MK Diskualifikasi Seluruh Paslon Pilkada Barito Utara

CNN Indonesia
Rabu, 14 Mei 2025 18:28 WIB
Mahkamah Konstitusi seluruh pasangan calon bupati dan wakil bupati di Pilkada Barito Utara karena semuanya terbukti melakukan praktik politik uang.
Ilustrasi. MK memerintahkan PSU di Pilkada Barito Utara dengan pasangan yang baru. (Foto: ANTARA FOTO/Angga Budhiyanto)

Dalam peristiwa penggerebekan tersebut juga ditemukan daftar nama-nama penerima uang sebanyak 72 orang, di mana seluruhnya adalah nama-nama pemilih yang terdaftar dalam DPT pada TPS 01 Kelurahan Melayu di bawah koordinator "Tajali dan Wawan" [vide Bukti P-22].

Terkait dengan hal tersebut, saksi Lala Mariska menerangkan dari 72 daftar nama pemilih tersebut, baru 50 orang yang datang lalu keluar dengan membawa uang [vide Bukti P-22], sedangkan 22 orang sisanya belum datang.

Saksi juga menerangkan sebelumnya telah mendapatkan briefing terlebih dahulu untuk membagikan uang dan takjil yang dihadiri oleh Pasangan Calon Bupati dan Wakil Bupati Nomor Urut 2 yang akan dilakukan pada 12 titik lokasi yang berbeda [vide risalah sidang tanggal 8 Mei 2025, hlm. 60, hlm. 70, dan hlm. 167].

ADVERTISEMENT

SCROLL TO CONTINUE WITH CONTENT

Fakta demikian, menurut MK, menunjukkan ada pembelian suara (vote buying) yang terkoordinasi secara terstruktur dan sistematis.

Politik uang paslon nomor 1

Selanjutnya berdasarkan rangkaian fakta hukum dalam persidangan, khususnya terhadap keterangan 2 orang saksi pihak terkait atas nama Edy Rakhman dan Maulana Husada yang menerangkan telah menerima sejumlah uang untuk memberikan suara kepada Pasangan Calon Bupati dan Wakil Bupati Nomor Urut 1.

Dalam persidangan tanggal 8 Mei 2025, saksi Edy Rakhman menerangkan pada tanggal 28 Februari 2025 telah menerima uang sebanyak Rp4.500.000 dari saudara Rusman untuk tiga orang (saksi, istri dan anak) dan menandatangani kertas tanda terima yang berisi daftar nama sekitar 20 orang.

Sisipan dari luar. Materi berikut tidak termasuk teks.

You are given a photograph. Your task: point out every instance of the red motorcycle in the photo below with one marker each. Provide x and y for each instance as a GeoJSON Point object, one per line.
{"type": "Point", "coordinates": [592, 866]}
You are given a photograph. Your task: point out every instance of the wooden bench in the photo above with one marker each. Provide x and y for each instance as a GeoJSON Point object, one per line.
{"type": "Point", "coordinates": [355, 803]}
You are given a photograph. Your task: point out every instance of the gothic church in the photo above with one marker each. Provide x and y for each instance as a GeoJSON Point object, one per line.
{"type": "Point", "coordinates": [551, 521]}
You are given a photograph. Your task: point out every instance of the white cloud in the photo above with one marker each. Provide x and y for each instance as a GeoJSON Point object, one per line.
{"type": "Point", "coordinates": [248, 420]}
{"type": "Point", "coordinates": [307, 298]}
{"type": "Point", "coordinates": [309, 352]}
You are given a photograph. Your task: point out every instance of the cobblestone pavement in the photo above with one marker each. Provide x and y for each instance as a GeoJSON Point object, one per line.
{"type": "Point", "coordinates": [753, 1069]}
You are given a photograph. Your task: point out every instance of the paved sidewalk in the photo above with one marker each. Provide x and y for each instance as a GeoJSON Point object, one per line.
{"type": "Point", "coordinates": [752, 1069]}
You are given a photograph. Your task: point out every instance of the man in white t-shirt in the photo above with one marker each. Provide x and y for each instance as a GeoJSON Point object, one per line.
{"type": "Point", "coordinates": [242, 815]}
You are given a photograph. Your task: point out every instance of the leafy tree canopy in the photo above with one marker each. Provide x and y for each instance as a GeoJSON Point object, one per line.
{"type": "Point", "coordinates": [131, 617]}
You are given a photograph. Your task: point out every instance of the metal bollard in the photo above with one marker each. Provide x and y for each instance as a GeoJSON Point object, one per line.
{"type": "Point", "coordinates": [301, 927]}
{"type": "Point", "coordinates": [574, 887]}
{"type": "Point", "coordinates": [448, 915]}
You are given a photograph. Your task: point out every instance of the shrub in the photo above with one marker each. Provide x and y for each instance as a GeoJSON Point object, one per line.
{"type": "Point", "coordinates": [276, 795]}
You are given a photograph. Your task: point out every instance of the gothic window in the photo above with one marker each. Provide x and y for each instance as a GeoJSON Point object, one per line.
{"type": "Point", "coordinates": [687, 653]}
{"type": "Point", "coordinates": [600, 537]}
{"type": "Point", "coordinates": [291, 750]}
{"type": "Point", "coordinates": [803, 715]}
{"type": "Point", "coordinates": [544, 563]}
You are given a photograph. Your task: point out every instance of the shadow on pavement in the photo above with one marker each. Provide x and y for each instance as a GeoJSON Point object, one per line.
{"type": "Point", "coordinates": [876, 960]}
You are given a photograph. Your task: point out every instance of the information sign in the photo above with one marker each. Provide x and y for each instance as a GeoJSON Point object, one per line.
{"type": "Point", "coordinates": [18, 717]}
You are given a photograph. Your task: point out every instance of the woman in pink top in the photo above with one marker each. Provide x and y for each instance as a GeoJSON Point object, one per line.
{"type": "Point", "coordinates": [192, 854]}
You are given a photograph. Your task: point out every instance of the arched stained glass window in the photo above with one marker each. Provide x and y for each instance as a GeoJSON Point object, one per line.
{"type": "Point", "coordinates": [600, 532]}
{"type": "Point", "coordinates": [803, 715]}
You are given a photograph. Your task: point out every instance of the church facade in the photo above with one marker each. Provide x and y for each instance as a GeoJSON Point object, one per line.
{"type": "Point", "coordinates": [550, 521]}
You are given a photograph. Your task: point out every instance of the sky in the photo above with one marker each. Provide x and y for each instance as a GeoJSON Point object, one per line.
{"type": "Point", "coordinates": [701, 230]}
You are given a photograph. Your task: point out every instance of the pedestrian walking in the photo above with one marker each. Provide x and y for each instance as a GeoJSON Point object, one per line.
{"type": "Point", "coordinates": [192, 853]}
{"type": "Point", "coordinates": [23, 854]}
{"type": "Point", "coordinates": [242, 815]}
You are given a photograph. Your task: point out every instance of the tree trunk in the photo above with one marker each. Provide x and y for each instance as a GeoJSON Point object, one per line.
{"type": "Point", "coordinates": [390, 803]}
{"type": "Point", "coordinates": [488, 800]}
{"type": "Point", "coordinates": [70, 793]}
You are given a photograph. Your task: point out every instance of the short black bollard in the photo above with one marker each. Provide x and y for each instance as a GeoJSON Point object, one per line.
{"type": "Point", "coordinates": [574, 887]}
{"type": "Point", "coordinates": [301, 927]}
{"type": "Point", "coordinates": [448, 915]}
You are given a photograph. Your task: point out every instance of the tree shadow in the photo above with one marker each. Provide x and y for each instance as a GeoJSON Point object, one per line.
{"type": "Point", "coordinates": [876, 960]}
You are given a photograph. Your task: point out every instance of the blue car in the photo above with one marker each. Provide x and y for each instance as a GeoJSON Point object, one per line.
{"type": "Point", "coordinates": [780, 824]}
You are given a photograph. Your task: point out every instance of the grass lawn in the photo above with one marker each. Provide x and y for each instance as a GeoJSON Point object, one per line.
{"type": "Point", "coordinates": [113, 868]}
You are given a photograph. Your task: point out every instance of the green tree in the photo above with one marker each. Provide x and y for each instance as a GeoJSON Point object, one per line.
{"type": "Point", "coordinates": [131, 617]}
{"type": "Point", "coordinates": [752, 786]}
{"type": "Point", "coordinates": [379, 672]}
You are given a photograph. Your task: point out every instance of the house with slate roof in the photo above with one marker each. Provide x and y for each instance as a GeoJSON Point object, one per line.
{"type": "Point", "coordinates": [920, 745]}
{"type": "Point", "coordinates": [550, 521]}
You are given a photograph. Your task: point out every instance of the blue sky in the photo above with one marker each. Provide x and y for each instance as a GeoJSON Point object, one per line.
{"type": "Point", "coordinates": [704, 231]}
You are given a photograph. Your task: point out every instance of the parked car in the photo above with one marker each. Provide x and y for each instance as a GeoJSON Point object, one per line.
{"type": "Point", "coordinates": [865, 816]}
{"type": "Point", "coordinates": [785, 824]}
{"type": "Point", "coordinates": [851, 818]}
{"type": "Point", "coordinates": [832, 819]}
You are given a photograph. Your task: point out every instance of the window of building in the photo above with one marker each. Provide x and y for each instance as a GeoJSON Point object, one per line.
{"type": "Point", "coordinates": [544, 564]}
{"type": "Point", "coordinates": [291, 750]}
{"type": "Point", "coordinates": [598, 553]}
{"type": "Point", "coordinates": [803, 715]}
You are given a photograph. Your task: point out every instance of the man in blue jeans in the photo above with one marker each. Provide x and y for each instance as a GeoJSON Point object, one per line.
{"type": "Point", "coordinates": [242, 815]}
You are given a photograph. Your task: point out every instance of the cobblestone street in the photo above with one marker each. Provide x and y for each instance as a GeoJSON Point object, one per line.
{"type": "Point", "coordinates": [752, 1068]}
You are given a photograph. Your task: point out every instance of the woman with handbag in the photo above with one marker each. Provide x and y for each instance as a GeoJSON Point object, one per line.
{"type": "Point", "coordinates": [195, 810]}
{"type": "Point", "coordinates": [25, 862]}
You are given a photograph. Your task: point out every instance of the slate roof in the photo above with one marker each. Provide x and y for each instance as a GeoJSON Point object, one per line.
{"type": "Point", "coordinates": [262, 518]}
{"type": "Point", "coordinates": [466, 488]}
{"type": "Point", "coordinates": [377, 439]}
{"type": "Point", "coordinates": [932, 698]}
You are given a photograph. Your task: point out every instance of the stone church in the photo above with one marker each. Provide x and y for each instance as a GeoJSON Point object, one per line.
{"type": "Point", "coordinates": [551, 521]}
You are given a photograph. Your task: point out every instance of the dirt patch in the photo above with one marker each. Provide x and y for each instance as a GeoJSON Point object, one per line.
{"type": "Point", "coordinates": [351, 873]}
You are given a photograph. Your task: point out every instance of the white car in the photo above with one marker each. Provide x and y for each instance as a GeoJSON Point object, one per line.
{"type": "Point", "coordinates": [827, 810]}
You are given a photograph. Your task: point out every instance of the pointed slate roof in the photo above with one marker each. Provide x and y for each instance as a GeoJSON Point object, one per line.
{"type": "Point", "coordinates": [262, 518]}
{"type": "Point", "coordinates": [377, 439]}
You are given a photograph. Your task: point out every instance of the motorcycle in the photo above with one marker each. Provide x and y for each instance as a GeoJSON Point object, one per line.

Selanjutnya, pada tanggal 22 Maret 2025, saksi kembali menerima uang sebanyak Rp15.000.000 untuk tiga orang (saksi, istri dan anak) dari saudari Mardatilah atas arahan saudara Rusman dan ditambah dengan janji akan diberangkatkan umrah apabila Pasangan Calon Bupati dan Wakil Bupati Nomor Urut 1 memenangkan pemilihan.

Selain itu, saksi Maulana Husada juga menerangkan telah menerima uang melalui transfer pada rekening di Bank Mandiri sebanyak Rp1.000.000 [vide Bukti PT-84] yang bukti transfer tersebut dikirimkan oleh saudara

Anton Permadi, yang berdasarkan Pengumuman KPU Kabupaten Barito Utara Nomor 544/PL.02.4-Pu/6205/2024 adalah bagian dari Tim Kampanye Pasangan Calon Bupati dan Wakil Bupati Nomor Urut 1 [vide Bukti P-36], disertai dengan ajakan atau imbauan untuk memilih Pasangan Calon Bupati dan Wakil Bupati Nomor Urut 1 melalui pesan WhatsApp [vide Bukti PT-74].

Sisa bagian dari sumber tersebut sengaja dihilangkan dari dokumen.